Hello guys, I need help with the following problem:

A circle is inscribed in a right triangle with point P common to both the circle and hypotenuse AB. Find the area of the triangle if AP*BP=24 (hint: sketch a triangle!)

here's the drawing I made (see attached) and the work I have so far:

1. Basically, what I did was draw a point on the middle of the circle. From there, I connected the the segments AB, BC, and AC with a perpendicular line from point O. Then, I named AC "side b" and BC "side a". Next, I connected point O with the vertices A and B.

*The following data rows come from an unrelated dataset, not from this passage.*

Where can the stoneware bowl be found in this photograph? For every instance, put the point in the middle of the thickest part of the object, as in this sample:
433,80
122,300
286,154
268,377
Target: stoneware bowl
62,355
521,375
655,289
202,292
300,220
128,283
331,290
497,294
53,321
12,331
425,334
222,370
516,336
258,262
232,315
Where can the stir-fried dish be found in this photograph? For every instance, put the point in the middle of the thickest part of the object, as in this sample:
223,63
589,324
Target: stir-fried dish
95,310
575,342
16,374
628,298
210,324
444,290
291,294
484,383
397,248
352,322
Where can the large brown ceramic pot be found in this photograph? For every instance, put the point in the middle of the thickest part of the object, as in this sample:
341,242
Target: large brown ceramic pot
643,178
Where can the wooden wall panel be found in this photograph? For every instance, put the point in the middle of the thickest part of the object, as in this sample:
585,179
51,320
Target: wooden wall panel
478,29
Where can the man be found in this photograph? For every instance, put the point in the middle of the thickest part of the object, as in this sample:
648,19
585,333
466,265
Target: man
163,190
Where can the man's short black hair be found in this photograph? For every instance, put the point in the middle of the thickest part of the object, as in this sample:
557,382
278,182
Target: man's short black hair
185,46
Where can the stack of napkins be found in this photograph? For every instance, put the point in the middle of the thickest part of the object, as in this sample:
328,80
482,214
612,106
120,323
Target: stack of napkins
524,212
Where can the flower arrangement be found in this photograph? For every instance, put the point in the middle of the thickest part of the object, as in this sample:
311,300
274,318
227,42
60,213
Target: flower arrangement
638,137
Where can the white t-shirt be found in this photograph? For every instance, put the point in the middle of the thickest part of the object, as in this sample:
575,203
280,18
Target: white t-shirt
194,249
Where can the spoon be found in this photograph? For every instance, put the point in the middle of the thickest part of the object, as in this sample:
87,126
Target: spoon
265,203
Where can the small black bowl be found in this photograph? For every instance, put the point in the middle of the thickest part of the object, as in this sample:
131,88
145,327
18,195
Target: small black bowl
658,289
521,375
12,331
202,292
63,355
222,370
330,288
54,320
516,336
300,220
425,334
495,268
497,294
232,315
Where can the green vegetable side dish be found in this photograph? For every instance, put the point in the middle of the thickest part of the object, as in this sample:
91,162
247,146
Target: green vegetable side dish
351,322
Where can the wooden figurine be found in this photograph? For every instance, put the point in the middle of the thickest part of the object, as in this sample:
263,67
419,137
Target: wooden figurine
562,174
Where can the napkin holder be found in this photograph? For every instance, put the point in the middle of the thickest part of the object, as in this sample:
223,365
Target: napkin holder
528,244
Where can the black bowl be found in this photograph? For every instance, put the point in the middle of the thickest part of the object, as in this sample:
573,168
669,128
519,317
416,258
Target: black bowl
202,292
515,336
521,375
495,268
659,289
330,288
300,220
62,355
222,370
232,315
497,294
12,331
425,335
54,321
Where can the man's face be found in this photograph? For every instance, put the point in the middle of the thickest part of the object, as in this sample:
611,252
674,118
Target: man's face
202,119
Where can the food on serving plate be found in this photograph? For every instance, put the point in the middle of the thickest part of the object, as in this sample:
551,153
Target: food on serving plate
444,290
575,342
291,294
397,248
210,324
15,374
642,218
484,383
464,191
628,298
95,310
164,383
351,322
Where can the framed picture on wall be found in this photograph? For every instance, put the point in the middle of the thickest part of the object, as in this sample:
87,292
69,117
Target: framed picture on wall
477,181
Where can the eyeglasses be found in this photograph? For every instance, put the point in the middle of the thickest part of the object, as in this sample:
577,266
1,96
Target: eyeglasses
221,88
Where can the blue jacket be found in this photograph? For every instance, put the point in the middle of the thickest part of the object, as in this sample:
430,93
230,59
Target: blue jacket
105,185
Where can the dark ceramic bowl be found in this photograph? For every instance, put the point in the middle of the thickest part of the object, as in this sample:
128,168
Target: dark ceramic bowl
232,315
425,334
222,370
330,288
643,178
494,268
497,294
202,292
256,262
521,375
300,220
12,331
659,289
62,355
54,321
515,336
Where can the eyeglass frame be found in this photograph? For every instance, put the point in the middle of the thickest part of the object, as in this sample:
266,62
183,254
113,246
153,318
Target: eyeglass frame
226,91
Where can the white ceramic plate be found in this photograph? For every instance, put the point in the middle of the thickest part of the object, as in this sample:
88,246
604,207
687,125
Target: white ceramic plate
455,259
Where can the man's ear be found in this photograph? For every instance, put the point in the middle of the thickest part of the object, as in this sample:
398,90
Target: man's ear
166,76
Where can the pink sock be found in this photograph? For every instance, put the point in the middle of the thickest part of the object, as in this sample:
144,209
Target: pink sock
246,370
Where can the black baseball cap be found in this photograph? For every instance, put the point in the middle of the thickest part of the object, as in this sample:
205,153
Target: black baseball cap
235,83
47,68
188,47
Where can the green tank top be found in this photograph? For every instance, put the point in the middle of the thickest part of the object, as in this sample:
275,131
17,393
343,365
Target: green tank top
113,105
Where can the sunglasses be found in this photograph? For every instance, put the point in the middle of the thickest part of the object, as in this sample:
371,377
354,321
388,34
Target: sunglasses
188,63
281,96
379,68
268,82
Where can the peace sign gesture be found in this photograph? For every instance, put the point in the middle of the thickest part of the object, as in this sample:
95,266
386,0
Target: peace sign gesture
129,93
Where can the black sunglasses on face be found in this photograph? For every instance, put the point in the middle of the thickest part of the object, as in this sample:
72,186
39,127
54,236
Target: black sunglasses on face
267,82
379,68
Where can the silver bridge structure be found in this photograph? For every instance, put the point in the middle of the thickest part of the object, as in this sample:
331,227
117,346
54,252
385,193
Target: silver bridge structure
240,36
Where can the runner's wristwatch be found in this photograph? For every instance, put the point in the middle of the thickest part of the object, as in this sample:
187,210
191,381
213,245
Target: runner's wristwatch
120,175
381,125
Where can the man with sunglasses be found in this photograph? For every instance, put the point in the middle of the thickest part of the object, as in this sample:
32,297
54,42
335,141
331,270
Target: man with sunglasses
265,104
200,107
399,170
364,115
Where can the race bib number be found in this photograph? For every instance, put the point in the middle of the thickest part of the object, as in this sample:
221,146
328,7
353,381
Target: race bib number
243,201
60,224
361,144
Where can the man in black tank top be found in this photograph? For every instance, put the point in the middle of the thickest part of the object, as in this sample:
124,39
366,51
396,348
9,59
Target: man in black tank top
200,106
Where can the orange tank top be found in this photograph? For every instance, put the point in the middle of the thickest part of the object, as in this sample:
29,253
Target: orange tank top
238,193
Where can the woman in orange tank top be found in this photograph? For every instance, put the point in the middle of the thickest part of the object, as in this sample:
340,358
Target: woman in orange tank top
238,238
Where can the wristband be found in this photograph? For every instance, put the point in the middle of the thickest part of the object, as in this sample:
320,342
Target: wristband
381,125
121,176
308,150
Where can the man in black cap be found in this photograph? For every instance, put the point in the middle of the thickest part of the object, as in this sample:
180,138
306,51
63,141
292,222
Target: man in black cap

2. Now, triangles AOP and AOF are congruent as well as triangles BOP and BOE. Also, OF is parallel to BC and OE is parallel to AC. Thus, CF = CE = radius of circle, so AF = side b - radius (r) and BE = side a - r

3. By the congruent triangles, AP = b-r and BP = a - r

combining the results (AP = b-r and BP = a - r) I wrote a quadratic equation in r and I got: r = (a+b+c/2) where c is the hypotenuse (AB)

From here, I don't know what to do next. I'm confused and I have no idea about how to find the two legs (the legs are needed to find the area because one is the height and the other the base). Any form of help is appreciated. Please help me!!!

Thank you very much!

Re: A Circle inscribed in a right triangle" problem (need help!!)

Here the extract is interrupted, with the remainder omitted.